Life-threatening outcomes of labor and delivery are associated with the amount of funding municipal governments spend on services ranging from fire protection and ambulance to parks, recreation and libraries, according to a new Rutgers study that found better maternal outcomes in the northern part of New Jersey.
The study, published in the JAMA Network Open, examined birth and hospital discharge records to assess the extent to which local spending on public services is associated with women suffering from severe maternal morbidity.
“We’ve known little about how municipalities’ spending patterns are related to their residents’ health until now,” said lead author Felix Muchomba, an assistant professor at the Rutgers School of Social Work. “For instance, our findings suggest that more public health spending can increase healthcare resources available to the community that in turn could improve maternal health, and that more spending on libraries, which are many people’s sole access to the internet, can provide education or health information that could lead to better health outcomes.”
The researchers analyzed more than one million birth records from 2008-2018 in all New Jersey municipalities. They linked each birth record to the mother’s hospital discharge records from any inpatient hospitalizations at the time of delivery or within six weeks after giving birth. They also looked at U.S. Census bureau data on overall municipal spending in the mother’s municipality of residence as well as spending specifically on education; public health; fire and ambulance services; parks, recreation and natural resources; housing and community development; public welfare; police; transportation; and libraries.
What they discovered was that with each additional $1,000 spent per capita in these categories, the odds of having a bad maternal outcome—such as heart failure, kidney failure, cardiomyopathy and needing a blood transfusion—fell by 35 percent to 67 percent. Each year as many as 60,000 women in the United States experience unexpected outcomes during labor and delivery.

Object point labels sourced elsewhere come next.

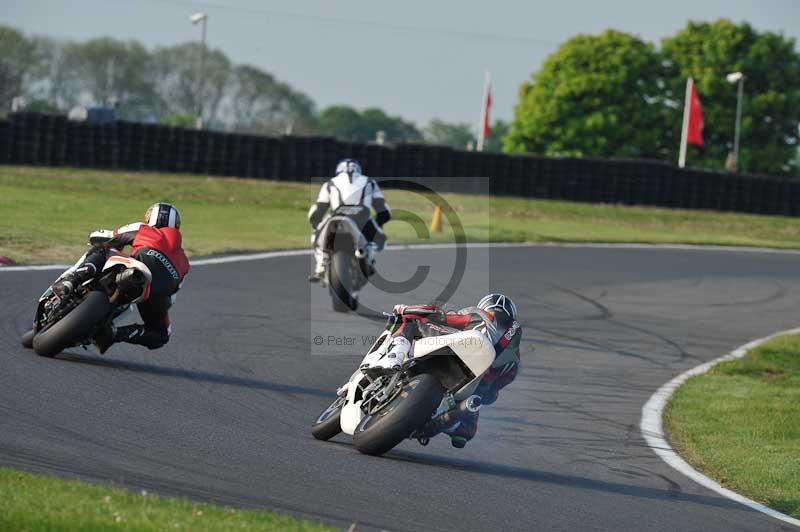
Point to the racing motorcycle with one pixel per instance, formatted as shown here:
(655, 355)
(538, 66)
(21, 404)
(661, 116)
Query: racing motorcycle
(426, 395)
(91, 306)
(349, 262)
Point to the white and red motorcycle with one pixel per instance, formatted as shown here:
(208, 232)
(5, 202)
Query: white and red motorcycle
(75, 319)
(425, 395)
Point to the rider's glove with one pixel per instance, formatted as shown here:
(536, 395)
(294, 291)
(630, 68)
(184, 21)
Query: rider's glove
(101, 237)
(431, 311)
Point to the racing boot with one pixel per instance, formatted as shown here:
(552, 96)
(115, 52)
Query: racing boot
(372, 253)
(67, 283)
(320, 264)
(389, 359)
(463, 430)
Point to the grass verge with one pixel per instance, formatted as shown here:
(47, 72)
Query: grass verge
(740, 424)
(33, 503)
(45, 214)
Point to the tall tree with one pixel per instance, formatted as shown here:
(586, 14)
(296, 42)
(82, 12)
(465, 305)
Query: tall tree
(104, 70)
(178, 83)
(18, 57)
(596, 95)
(261, 104)
(771, 111)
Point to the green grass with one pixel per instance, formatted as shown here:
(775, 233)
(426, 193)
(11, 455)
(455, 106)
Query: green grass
(32, 503)
(46, 213)
(740, 424)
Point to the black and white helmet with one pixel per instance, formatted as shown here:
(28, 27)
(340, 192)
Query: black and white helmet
(349, 167)
(503, 308)
(162, 215)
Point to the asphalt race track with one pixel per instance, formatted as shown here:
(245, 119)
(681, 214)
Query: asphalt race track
(223, 412)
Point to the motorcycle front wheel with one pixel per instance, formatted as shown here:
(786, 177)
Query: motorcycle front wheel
(75, 327)
(407, 412)
(341, 282)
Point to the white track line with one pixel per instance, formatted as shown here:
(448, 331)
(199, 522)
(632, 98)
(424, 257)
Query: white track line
(244, 257)
(653, 429)
(652, 411)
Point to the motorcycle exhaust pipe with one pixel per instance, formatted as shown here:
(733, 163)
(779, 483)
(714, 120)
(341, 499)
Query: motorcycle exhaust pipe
(470, 405)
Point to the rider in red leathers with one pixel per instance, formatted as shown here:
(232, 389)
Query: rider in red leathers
(156, 242)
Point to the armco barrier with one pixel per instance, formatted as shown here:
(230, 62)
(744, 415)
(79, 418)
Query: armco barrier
(51, 140)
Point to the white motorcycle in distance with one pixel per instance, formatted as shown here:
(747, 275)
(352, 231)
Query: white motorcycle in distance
(435, 385)
(350, 259)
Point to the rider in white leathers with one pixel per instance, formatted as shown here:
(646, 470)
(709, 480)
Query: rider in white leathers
(349, 187)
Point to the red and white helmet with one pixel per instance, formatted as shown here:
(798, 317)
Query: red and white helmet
(499, 304)
(162, 215)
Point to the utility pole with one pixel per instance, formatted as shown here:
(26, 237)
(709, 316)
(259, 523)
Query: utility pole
(200, 18)
(738, 78)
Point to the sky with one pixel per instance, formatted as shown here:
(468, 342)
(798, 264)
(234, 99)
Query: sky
(417, 58)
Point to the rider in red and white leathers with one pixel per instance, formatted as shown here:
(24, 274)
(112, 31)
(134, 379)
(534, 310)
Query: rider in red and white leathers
(495, 316)
(156, 242)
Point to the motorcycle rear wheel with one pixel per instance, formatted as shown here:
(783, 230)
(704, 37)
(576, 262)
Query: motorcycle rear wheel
(76, 326)
(406, 413)
(27, 339)
(341, 282)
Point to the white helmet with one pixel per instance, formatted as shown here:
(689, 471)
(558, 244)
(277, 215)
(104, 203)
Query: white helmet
(162, 215)
(499, 304)
(349, 167)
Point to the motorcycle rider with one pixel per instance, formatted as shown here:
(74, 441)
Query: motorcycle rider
(157, 243)
(495, 316)
(349, 187)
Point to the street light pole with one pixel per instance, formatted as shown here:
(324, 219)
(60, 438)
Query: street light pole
(200, 18)
(738, 78)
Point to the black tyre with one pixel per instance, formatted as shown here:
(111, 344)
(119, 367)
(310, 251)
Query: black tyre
(341, 282)
(327, 424)
(76, 326)
(406, 413)
(27, 339)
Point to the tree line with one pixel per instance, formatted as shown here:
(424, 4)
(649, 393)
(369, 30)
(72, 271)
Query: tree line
(162, 85)
(605, 95)
(615, 95)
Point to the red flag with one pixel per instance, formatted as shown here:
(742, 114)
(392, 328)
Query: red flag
(695, 129)
(487, 104)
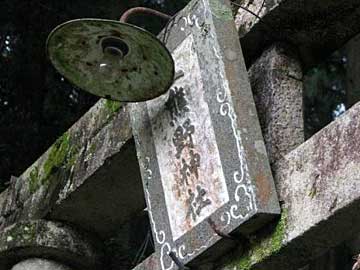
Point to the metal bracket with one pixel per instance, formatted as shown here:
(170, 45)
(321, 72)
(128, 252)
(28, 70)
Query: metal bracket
(177, 261)
(215, 228)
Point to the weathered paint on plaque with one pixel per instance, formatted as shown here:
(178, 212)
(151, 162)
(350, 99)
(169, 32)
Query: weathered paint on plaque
(200, 147)
(189, 161)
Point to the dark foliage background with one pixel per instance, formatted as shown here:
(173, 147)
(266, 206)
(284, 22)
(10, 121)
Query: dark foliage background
(36, 104)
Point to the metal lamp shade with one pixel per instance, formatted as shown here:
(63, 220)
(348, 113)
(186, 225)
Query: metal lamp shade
(110, 59)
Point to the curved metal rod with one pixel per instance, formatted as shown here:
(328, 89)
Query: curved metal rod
(143, 10)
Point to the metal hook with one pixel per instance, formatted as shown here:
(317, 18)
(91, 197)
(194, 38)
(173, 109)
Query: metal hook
(218, 232)
(177, 261)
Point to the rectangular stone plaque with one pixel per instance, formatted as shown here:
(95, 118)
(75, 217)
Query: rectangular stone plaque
(202, 157)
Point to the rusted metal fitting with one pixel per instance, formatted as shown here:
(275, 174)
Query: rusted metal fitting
(143, 10)
(178, 262)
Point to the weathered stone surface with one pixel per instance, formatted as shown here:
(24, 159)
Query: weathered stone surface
(203, 160)
(277, 87)
(39, 264)
(318, 185)
(316, 28)
(50, 240)
(93, 162)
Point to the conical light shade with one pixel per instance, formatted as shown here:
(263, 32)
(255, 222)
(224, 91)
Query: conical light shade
(111, 59)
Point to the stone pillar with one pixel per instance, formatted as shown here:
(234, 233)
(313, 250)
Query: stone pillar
(24, 243)
(276, 80)
(39, 264)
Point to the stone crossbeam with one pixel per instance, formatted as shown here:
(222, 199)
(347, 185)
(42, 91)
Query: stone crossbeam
(316, 28)
(89, 177)
(318, 185)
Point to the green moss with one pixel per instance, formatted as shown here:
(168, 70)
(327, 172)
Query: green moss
(62, 155)
(34, 180)
(112, 106)
(92, 148)
(220, 10)
(21, 233)
(262, 248)
(57, 156)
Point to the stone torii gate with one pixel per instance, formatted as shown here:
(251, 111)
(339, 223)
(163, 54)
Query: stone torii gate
(63, 208)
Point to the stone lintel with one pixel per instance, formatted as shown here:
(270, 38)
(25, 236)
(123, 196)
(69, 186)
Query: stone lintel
(318, 185)
(39, 264)
(89, 177)
(316, 28)
(51, 241)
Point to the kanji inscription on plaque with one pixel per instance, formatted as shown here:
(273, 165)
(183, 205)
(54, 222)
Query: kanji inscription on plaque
(200, 148)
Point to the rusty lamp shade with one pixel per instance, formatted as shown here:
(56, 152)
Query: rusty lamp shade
(111, 59)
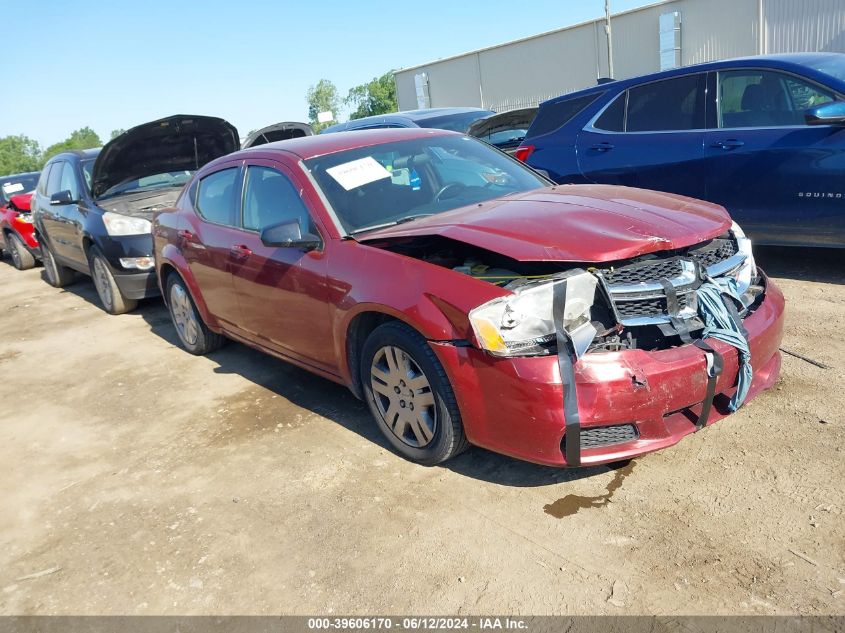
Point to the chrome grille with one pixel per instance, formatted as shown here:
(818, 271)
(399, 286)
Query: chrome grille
(637, 288)
(644, 271)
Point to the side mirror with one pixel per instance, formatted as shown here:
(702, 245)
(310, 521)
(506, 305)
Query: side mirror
(62, 197)
(827, 114)
(289, 235)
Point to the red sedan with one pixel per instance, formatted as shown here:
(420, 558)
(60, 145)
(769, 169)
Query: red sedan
(16, 220)
(470, 301)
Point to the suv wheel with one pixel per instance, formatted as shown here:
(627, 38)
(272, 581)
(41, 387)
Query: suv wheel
(112, 299)
(21, 257)
(58, 276)
(410, 396)
(192, 330)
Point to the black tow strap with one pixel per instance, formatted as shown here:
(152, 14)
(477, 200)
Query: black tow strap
(567, 376)
(714, 360)
(715, 364)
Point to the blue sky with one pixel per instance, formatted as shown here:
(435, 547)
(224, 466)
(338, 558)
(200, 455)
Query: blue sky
(113, 65)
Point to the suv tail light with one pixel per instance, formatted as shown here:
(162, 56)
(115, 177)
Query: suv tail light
(523, 152)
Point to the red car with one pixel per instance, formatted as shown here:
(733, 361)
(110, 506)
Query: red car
(467, 299)
(16, 220)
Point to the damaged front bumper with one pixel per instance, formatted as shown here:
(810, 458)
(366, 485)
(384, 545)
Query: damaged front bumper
(631, 402)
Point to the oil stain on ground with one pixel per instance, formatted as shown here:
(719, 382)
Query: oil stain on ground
(570, 504)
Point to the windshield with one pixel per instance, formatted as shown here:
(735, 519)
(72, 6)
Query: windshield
(13, 185)
(833, 66)
(506, 138)
(454, 122)
(149, 183)
(380, 185)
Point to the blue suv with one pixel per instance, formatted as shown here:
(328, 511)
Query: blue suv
(762, 136)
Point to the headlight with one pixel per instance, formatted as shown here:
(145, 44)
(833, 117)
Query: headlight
(523, 324)
(118, 224)
(748, 272)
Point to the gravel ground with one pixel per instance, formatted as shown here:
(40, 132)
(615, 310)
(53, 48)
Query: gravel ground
(138, 479)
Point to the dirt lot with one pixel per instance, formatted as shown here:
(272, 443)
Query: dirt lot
(138, 479)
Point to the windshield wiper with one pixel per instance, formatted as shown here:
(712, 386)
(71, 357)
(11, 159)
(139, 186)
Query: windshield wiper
(407, 218)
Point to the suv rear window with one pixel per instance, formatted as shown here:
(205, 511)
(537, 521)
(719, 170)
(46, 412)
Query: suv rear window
(555, 115)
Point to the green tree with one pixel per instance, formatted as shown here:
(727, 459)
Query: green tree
(83, 138)
(376, 97)
(322, 97)
(19, 154)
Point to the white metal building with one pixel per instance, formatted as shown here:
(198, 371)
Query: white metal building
(655, 37)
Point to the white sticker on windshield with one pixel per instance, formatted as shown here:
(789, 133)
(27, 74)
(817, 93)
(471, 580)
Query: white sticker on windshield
(12, 187)
(358, 172)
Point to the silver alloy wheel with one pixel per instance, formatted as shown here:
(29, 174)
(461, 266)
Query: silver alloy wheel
(103, 282)
(184, 315)
(403, 396)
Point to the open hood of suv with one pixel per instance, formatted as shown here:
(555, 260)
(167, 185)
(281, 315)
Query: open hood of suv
(175, 143)
(511, 120)
(278, 132)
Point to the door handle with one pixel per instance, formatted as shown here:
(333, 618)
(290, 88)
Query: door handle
(731, 143)
(240, 251)
(187, 236)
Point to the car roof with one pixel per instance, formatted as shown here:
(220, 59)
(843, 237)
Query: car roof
(404, 116)
(18, 175)
(307, 147)
(783, 60)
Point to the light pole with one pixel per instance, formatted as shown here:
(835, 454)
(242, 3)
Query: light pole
(609, 38)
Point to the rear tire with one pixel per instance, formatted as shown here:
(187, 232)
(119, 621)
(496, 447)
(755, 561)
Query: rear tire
(410, 396)
(110, 295)
(21, 257)
(194, 334)
(57, 275)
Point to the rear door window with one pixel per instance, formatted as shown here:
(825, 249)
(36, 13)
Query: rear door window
(553, 116)
(216, 197)
(761, 98)
(667, 105)
(613, 118)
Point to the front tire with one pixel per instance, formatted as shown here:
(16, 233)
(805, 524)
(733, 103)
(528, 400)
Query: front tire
(22, 259)
(58, 276)
(410, 396)
(110, 295)
(193, 333)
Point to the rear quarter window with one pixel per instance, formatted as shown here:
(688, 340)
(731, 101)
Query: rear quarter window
(553, 116)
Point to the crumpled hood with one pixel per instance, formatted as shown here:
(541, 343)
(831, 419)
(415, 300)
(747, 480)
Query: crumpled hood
(175, 143)
(576, 223)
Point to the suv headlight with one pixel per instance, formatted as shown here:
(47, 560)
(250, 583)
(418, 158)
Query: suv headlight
(118, 224)
(523, 323)
(748, 272)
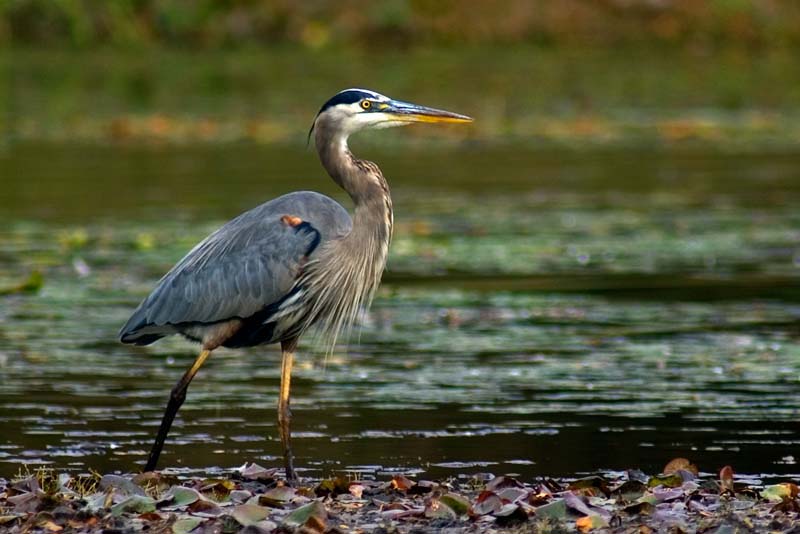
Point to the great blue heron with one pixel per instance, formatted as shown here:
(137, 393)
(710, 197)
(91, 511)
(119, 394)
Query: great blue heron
(297, 260)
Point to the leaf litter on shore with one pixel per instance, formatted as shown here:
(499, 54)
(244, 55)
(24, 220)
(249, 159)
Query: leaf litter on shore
(256, 500)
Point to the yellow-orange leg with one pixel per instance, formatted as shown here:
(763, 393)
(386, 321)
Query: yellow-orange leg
(284, 412)
(176, 398)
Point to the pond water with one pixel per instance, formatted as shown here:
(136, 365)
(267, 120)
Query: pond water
(544, 313)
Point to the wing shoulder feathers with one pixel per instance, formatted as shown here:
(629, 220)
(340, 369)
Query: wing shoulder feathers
(246, 265)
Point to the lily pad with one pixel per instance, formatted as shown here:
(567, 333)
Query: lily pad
(554, 510)
(312, 515)
(181, 496)
(134, 504)
(457, 503)
(183, 526)
(249, 514)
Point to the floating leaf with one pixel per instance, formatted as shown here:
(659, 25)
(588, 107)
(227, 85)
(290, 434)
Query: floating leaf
(312, 515)
(134, 504)
(591, 522)
(501, 482)
(204, 508)
(592, 486)
(778, 492)
(726, 479)
(257, 472)
(217, 489)
(629, 491)
(401, 483)
(680, 464)
(356, 490)
(457, 503)
(182, 526)
(332, 486)
(668, 481)
(436, 509)
(487, 503)
(249, 514)
(277, 497)
(182, 496)
(33, 284)
(554, 510)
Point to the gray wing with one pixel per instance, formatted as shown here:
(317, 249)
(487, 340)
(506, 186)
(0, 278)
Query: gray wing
(246, 265)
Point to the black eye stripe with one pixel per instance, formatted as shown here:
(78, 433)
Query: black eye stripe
(350, 96)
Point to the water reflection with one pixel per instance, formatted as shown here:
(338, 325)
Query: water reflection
(561, 320)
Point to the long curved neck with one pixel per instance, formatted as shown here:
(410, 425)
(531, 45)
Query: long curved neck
(364, 182)
(348, 270)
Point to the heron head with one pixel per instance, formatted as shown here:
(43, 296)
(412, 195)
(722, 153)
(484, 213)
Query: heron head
(352, 110)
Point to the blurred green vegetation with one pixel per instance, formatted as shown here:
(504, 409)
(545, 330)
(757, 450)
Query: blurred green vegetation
(570, 96)
(214, 23)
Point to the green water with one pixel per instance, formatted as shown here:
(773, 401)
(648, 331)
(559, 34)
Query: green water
(544, 313)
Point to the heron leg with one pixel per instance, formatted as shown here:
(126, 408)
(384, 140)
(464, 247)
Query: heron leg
(176, 398)
(284, 413)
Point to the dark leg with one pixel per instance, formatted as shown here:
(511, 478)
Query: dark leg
(176, 398)
(284, 413)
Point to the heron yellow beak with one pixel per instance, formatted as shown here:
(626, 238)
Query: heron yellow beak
(407, 112)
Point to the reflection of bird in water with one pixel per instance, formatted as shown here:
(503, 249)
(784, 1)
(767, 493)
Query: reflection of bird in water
(297, 260)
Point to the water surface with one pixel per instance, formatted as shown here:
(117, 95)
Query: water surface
(544, 313)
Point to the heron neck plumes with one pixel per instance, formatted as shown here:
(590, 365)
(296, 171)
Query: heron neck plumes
(352, 266)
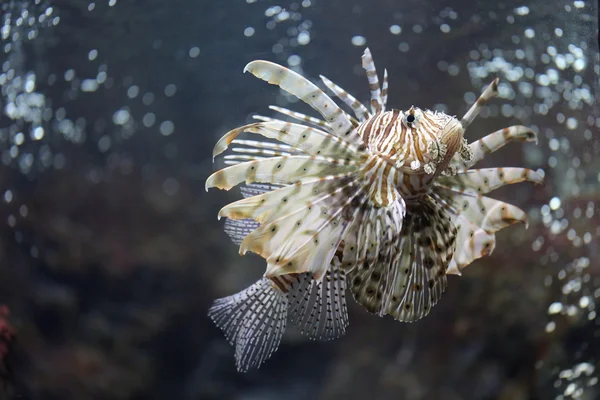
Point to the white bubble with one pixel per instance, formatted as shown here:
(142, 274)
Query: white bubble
(171, 186)
(530, 33)
(89, 85)
(359, 40)
(38, 133)
(19, 138)
(294, 60)
(69, 75)
(120, 117)
(148, 120)
(555, 308)
(395, 29)
(133, 91)
(523, 10)
(170, 90)
(303, 38)
(167, 128)
(104, 143)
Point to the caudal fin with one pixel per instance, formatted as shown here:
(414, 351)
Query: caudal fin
(253, 321)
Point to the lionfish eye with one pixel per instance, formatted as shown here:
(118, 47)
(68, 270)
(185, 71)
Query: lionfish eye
(410, 120)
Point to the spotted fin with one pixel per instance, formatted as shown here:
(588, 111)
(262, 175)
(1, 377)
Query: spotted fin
(301, 138)
(339, 122)
(319, 123)
(253, 321)
(265, 207)
(406, 276)
(357, 107)
(278, 170)
(489, 92)
(237, 230)
(492, 142)
(318, 308)
(478, 218)
(482, 181)
(305, 239)
(369, 66)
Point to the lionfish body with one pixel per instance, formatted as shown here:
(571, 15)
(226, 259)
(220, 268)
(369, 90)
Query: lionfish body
(382, 202)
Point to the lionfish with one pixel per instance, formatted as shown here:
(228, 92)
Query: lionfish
(383, 202)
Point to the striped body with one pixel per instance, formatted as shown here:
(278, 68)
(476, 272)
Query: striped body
(385, 203)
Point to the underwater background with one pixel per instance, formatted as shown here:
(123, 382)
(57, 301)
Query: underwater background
(111, 252)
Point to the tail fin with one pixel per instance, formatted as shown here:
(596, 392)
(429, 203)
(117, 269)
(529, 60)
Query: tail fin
(253, 321)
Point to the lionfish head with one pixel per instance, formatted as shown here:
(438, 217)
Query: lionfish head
(438, 136)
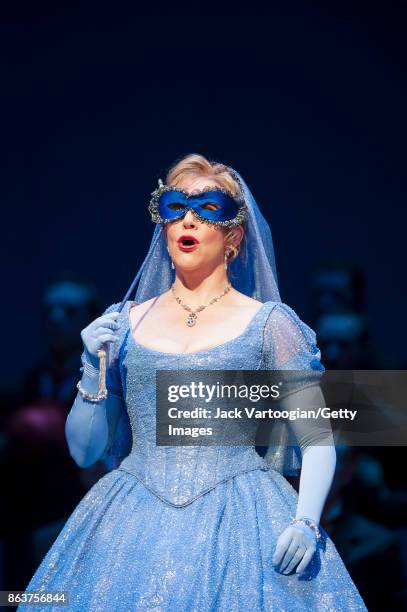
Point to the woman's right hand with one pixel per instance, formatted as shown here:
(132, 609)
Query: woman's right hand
(97, 333)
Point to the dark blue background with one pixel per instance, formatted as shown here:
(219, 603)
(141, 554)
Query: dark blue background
(306, 101)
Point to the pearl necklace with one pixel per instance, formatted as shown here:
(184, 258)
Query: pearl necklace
(192, 317)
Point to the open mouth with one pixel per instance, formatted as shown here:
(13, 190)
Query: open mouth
(187, 243)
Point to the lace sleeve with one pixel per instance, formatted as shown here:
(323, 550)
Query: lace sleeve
(290, 344)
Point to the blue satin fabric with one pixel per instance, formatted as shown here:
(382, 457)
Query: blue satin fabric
(226, 211)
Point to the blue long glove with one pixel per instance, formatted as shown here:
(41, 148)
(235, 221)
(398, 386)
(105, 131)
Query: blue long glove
(297, 543)
(90, 426)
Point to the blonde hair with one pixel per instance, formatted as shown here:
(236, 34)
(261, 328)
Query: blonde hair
(194, 166)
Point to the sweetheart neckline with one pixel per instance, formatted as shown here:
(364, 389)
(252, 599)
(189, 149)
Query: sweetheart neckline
(211, 348)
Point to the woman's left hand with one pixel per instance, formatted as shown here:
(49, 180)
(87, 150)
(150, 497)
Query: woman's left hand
(296, 545)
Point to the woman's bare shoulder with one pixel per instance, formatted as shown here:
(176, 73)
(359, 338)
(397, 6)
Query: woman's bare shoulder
(241, 300)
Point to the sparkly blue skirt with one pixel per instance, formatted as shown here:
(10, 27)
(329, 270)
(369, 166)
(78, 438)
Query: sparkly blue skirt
(123, 549)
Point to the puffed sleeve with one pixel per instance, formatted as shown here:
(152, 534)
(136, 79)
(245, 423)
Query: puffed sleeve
(290, 344)
(92, 427)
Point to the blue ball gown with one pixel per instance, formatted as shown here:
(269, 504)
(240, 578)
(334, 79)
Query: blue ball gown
(190, 529)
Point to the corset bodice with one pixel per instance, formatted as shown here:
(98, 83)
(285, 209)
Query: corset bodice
(180, 474)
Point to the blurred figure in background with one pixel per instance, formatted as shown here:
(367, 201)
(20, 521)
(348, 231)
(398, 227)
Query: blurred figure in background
(69, 304)
(366, 509)
(42, 482)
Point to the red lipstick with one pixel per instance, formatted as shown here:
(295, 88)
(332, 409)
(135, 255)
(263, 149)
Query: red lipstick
(186, 242)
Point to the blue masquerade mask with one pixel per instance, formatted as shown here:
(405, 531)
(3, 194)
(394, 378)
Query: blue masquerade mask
(212, 205)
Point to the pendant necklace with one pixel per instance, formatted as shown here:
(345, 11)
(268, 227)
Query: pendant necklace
(192, 317)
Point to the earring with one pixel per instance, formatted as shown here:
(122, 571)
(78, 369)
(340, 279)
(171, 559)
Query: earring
(225, 264)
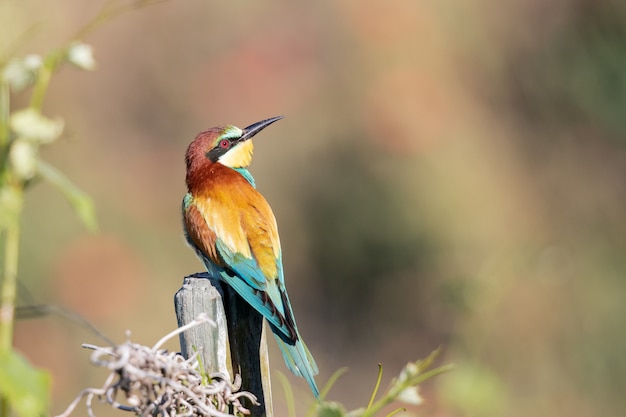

More spending on police, however, did not have the same positive association with better maternal outcomes, according to the study. In fact, it had a negative association. While more research is needed to determine why, the authors of the study point to modern models of policing, which use a preemptive approach that involves more frequent interactions with civilians, which can be stressful and traumatic and have adverse health effects. Higher police spending could also reflect an underinvestment in services that promote maternal health, they said.
The study also found better maternal outcomes in the northern part of the state than in the southern region, with some exceptions like Newark (339.2 cases per 10,000 births). The rate ranged from 107.5 cases per 10,000 births (Westfield) to 378.5 cases (Bridgeton) per 10,000 births—more than two and a half times the rate the Centers for Disease Control and Prevention reports for the nation overall.
According to the data, the lowest rate of severe maternal morbidity (107.5) is only 36.5 cases lower than the national estimate, a surprising figure considering New Jersey has one of the highest median incomes and lowest poverty rates in the U.S.
Muchomba, who is also an associate faculty member at Rutgers’ Institute for Health, Health Care Policy and Aging Research, says surveillance at the municipal level would be crucial for targeting resources that address maternal illnesses and death. Understanding differences in maternal outcomes at finer geographic levels can help identify problem areas as well as potential buffering and exacerbating factors.